HAMMOND — A federal judge has rejected a request by the city of Crown Point's legal team to send its case against a treatment center and leasing agency back to state court.
In an order filed Monday, U.S. District Court Judge Philip Simon denied the city's motion to remand its lawsuit against CapGrow Partners and Pinnacle Treatment Centers back to Lake Superior Court.
In September, the city filed a lawsuit against Pinnacle Treatment Centers and CapGrow after a recovery home moved into Waterside Crossing, a subdivision off 109th Avenue in Crown Point.
CapGrow, the owner of the single-family home, leases the dwelling to Pinnacle Treatment Centers, which "houses patients who are receiving treatment from Pinnacle" in the residence.
According to its website, Pinnacle Treatment Centers is "one of the nation’s leading providers of quality treatment for alcohol and substance use disorders."
Pinnacle Treatment Centers is not affiliated with Crown Point-based Pinnacle Hospital.
A request to move the lawsuit, originally filed in Lake Superior Court, to federal court was granted earlier this year.
However, the city's lawyers argued defendants Pinnacle Treatment Centers and CapGrow Partners failed to prove claims in the lawsuit exceeded $75,000 — a threshold needed to move a civil action between citizens of different states from state court to federal court, as required by United States code.
Simon, however, rejected that notion in his order on Monday.
"While Crown Point may not be confiscating the home, any permanent injunction would severely limit Pinnacle’s use of the home, and the cost of compliance will deprive them of the full benefit of its lease," Simon wrote.
"If Pinnacle is “permanently enjoin(ed) ... from operating the home” ... they will be forced to move its residents out, and Pinnacle would remain on the hook to CapGrow for the five year lease."
Simon noted the lease, ignoring an annual 2% increase, is $163,560 over the course of the five-year agreement.
While Pinnacle could sublease the home to offset expenses, Simon said that scenario is "entirely speculative."

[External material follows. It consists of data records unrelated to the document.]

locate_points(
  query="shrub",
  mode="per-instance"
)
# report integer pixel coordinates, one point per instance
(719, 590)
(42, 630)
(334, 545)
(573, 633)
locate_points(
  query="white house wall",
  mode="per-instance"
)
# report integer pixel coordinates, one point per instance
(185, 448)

Also to be considered are the potential fines CapGrow and Pinnacle Treatment Centers are facing for violations of the city's zoning code, Simon said.
By using the home as temporary lodging for more than five unrelated patients recovering from substance abuse, the city has argued Pinnacle Treatment Centers and CapGrow have violated the city's zoning code.
According to Crown Point Zoning Code, violators of the code will, upon conviction, be fined at least $10 and no more than $300. Each day the violation continues is a separate offense, the code states.
"Defendants estimate that potential fines for violations between the date that Crown Point issued its notice of violation on May 18, 2020, to the date of removal on October 6, 2020, (142 days) could reach $42,600 per defendant per zoning code provision," Simon wrote.
"Defendants further point out that fines apply to any violation of the chapter, which substantially increases their potential exposure because Crown Point has cited multiple zoning violations against them."
Simon concluded his order by noting CapGrow and Pinnacle Treatment Centers have established the "requisite amount in controversy" and the case "is properly in federal court under diversity jurisdiction."
A telephone conference is set for this case, along with Pinnacle's lawsuit against the city for alleged discriminatory conduct, for 9:30 a.m. Jan. 19.